The largest public health research project in Northern Ireland has been launched by Queen's University Belfast to help shape Government policy.
Nicola – the Northern Ireland Cohort for the Longitudinal Study of Ageing – is hoping to provide vital information for the Government by following the lives of 8,500 over-50s as they grow older.
It is to prepare for an "ageing revolution" and as the population grows the findings will enable policy-makers to base Government strategy upon research.
It is expected it will help shape at least 10 major policies including pensions and benefits, dementia services, transport, long-term care and fuel poverty. Through the study, Queen's will give policymakers the same level of information as in Britain and the Republic of Ireland.

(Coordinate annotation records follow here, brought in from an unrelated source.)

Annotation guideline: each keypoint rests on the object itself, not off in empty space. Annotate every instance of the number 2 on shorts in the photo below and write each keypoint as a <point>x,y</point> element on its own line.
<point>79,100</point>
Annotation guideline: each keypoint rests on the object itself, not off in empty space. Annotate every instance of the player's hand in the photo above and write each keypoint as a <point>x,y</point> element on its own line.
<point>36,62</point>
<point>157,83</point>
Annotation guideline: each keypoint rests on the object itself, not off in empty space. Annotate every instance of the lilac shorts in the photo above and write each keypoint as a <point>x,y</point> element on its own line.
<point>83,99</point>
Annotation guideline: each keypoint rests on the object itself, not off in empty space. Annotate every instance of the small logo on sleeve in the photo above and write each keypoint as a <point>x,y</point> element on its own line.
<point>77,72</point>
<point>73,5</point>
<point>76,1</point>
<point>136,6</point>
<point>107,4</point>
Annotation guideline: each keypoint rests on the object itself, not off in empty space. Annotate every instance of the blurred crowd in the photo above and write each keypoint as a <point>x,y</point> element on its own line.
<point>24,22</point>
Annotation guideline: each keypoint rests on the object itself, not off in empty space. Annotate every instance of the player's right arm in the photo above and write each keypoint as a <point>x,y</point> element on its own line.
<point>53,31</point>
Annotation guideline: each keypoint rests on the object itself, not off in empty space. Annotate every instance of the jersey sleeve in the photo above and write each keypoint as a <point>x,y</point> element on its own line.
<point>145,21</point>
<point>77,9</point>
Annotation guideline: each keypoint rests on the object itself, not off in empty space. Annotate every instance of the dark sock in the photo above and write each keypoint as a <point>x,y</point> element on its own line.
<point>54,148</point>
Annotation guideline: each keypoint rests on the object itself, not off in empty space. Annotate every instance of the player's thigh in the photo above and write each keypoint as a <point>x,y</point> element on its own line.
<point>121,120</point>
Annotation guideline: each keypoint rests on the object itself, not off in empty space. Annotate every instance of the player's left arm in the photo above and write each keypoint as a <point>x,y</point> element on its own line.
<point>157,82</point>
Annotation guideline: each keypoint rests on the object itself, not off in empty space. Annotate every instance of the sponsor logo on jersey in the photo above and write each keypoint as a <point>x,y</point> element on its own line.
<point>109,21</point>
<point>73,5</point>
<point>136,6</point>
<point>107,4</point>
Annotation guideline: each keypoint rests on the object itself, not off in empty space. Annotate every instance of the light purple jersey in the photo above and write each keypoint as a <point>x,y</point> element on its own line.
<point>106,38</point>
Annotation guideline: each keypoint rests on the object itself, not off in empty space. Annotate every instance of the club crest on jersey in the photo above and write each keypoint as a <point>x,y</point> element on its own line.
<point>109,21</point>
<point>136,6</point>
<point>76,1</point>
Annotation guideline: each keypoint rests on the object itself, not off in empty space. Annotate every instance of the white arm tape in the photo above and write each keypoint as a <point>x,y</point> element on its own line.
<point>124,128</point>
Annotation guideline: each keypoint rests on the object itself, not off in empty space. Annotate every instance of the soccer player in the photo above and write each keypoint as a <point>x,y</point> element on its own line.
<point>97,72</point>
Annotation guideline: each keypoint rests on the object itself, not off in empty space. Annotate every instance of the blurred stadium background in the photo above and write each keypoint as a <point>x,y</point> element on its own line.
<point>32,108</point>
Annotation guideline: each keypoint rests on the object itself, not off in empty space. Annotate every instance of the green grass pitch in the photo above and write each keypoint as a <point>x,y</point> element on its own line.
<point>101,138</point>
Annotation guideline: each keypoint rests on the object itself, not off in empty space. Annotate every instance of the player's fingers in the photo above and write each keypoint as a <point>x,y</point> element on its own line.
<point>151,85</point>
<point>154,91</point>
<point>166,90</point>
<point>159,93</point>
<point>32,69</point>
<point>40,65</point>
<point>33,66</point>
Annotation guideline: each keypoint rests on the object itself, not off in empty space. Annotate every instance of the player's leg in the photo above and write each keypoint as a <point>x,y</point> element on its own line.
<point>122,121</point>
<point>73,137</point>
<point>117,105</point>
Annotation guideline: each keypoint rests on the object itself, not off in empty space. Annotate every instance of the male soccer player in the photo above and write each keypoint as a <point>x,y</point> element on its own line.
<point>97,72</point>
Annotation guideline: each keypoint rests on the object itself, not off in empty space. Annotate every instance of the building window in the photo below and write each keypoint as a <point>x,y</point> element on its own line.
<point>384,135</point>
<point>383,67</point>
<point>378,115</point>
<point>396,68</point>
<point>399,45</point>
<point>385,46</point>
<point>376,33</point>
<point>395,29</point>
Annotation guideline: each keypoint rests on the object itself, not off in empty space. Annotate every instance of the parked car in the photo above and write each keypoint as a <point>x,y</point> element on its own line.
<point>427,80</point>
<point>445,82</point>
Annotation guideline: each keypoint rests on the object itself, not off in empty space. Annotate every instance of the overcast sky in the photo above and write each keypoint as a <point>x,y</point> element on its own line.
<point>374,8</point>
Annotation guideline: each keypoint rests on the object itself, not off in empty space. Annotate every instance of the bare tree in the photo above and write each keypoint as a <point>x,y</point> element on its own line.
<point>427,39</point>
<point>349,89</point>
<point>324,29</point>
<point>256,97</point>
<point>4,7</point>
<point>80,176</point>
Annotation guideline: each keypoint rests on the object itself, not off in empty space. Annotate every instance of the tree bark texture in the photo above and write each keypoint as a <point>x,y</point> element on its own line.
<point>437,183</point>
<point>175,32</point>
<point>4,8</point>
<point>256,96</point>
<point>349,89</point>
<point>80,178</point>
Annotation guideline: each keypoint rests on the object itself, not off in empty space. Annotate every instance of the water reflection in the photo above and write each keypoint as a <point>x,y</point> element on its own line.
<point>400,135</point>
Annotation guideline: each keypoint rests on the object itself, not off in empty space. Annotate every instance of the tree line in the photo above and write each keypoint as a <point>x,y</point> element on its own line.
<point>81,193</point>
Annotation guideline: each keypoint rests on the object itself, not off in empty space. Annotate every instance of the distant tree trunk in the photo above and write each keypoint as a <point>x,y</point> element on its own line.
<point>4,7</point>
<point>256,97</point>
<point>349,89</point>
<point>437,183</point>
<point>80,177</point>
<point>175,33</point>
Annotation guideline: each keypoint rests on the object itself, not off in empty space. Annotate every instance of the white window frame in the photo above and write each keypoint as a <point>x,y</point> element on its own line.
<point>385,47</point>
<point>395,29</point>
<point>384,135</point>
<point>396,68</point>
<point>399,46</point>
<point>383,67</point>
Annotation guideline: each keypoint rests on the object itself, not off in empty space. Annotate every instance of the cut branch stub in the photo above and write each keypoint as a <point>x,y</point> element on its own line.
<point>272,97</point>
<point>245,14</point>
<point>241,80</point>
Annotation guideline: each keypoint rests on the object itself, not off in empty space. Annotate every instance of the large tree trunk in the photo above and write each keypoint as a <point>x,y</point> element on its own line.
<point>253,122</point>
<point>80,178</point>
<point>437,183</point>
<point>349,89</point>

Nicola consists of three stages: an interview in the home, a questionnaire, and a health assessment at the Clinical Research Facility at Belfast City Hospital.
The assessments, completed by nurses, will include blood pressure readings, brain function (thinking) tests, blood sample collection and an eye examination. Follow-up interviews will be conducted every two years.
Participants in the project will be randomly selected over the next 18 months.
Professor Ian Young, principal investigator of the Nicola Project, said: "Northern Ireland is undergoing an ageing revolution.
"Today there are more people aged under-16 than over-65. By 2037 that will have completely reversed with predictions that there will be 122,000 more over-65s than under-16s. That is an unprecedented change and we need to start planning for it."
Prof Young added: "Nicola will help us change the way we live for the better and those participating in the study will leave a tangible legacy for future generations."
Northern Ireland's Commissioner for Older People Claire Keatinge said that between 1982 and 2062 it is estimated that the proportion of over-50s will increase to 45% of the population.
"That's an unprecedented demographic change that will have major ramifications for society," she said. "Nicola provides an opportunity to ensure that we are prepared to meet the needs of an ageing population."
Over the next few weeks the first potential participants in Nicola will be contacted by letter and then approached by representatives from market research company Ipsos MORI, which Queen's has appointed to conduct the home interviews.
The 8,500 participants will be randomly selected from a database from the Health & Social Care Board. Participation is voluntary.
Junior ministers Jonathan Bell and Jennifer McCann launched the project yesterday.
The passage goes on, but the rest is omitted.